Wie de krant openslaat, kan bijna niets anders concluderen: studenten hebben het zwaar. Ze kampen met stress, angststoornissen en burn-outklachten. En door de toegenomen prestatiedruk en de afgeschafte basisbeurs gaat het nog verder de verkeerde kant op.
Maar nemen die psychische problemen onder studenten wel echt toe? Nee, zegt voormalig hoogleraar victimologie Peter van der Velden van het Tilburgse onderzoeksinstituut CentERdata. In de afgelopen tien jaar is er nagenoeg niets veranderd.
Uit zijn net gepubliceerde onderzoek blijkt dat in 2007, 2012 en 2017 ongeveer 7 procent van de studenten en niet-studerende jongeren (ernstige) problemen ondervond met studie en werk vanwege gezondheid of psychische problemen. In alle drie de jaren voelde circa 35 procent zich regelmatig vermoeid en zo’n 9 procent had last van (ernstige) angst- en depressieve gevoelens. Minder dan 2 procent gebruikte daar medicijnen voor.
Nog een conclusie: psychische problemen komen bij studenten even vaak voor als bij niet-studerende leeftijdsgenoten.
Eerdere onderzoeken geven een heel ander beeld. Deze week kwam het Interstedelijk Studenten Overleg nog naar buiten met cijfers, afgeleid uit 18 eerdere onderzoeken naar studentenwelzijn. De helft van de studenten zou last hebben van problematische stress, een derde van psychisch gerelateerde klachten (zoals concentratieproblemen, faalangst en depressie) en 15 procent loopt serieus risico op een burn-out.
Hoe kunnen de resultaten van uw onderzoek zo erg verschillen van eerder onderzoek?
“Veel van die studies kun je geen wetenschappelijke publicaties noemen. Er zit nogal een onderscheid tussen een rapportje of een peer-reviewed artikel waar echt streng naar is gekeken. Als een student-psycholoog meldt dat er meer aanmeldingen zijn, mag je niet concluderen dat er dus meer studenten met problemen zijn.
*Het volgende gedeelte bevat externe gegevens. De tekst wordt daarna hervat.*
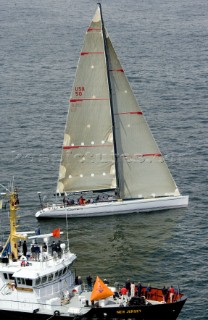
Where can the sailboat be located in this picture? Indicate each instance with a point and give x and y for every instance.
(41, 283)
(109, 154)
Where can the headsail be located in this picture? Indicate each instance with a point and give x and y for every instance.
(87, 158)
(100, 290)
(141, 168)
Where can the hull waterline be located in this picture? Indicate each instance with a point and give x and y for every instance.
(157, 312)
(111, 208)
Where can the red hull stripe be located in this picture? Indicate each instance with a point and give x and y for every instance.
(118, 70)
(93, 146)
(144, 155)
(89, 99)
(152, 155)
(93, 29)
(85, 53)
(131, 112)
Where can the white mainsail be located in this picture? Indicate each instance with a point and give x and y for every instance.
(108, 146)
(88, 161)
(101, 91)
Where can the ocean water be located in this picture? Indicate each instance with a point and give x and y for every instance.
(163, 47)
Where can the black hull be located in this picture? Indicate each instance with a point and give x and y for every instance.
(147, 312)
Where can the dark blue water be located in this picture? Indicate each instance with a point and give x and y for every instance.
(163, 46)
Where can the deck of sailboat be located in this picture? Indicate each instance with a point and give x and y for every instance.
(113, 207)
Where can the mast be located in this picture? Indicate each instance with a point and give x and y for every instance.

Uit eerder onderzoek van het RIVM, maar ook uit internationaal onderzoek, kwam wel een soortgelijke conclusie als die van ons.”
Zijn uw cijfers dan wel betrouwbaar?
“Ja, wij hebben gebruik gemaakt van het zogenoemde LISS-panel, dat is gebaseerd op een representatieve steekproef onder de Nederlandse bevolking. Daarin zitten mensen gedurende een langere tijd om jaarlijks vragen te beantwoorden over onder andere hun gezondheid. Hieruit hebben we 1100 jongeren vergeleken in de leeftijdscategorie van 19 tot en met 24 jaar.
De vragen zijn ieder jaar precies hetzelfde en zijn consequent op dezelfde manier gesteld. Daardoor kunnen ze met elkaar worden vergeleken. In ons onderzoek is hetzelfde meetinstrument gebruikt als in veel andere nationale en internationale onderzoeken, dus daarmee is het ook goed vergelijkbaar.”
Jullie concluderen ook dat er weinig verschil zit tussen de mentale gezondheid van studenten en niet-studerende leeftijdsgenoten. Is dat nieuw?
“Dat wisten we al uit een eerdere grote studie op basis van surveys van de Wereldgezondheidsorganisatie, maar het is toch vreemd dat we daar niemand over horen. Alle aandacht gaan naar de psychische problemen van studenten. Dat is heel gek en eigenlijk onterecht.”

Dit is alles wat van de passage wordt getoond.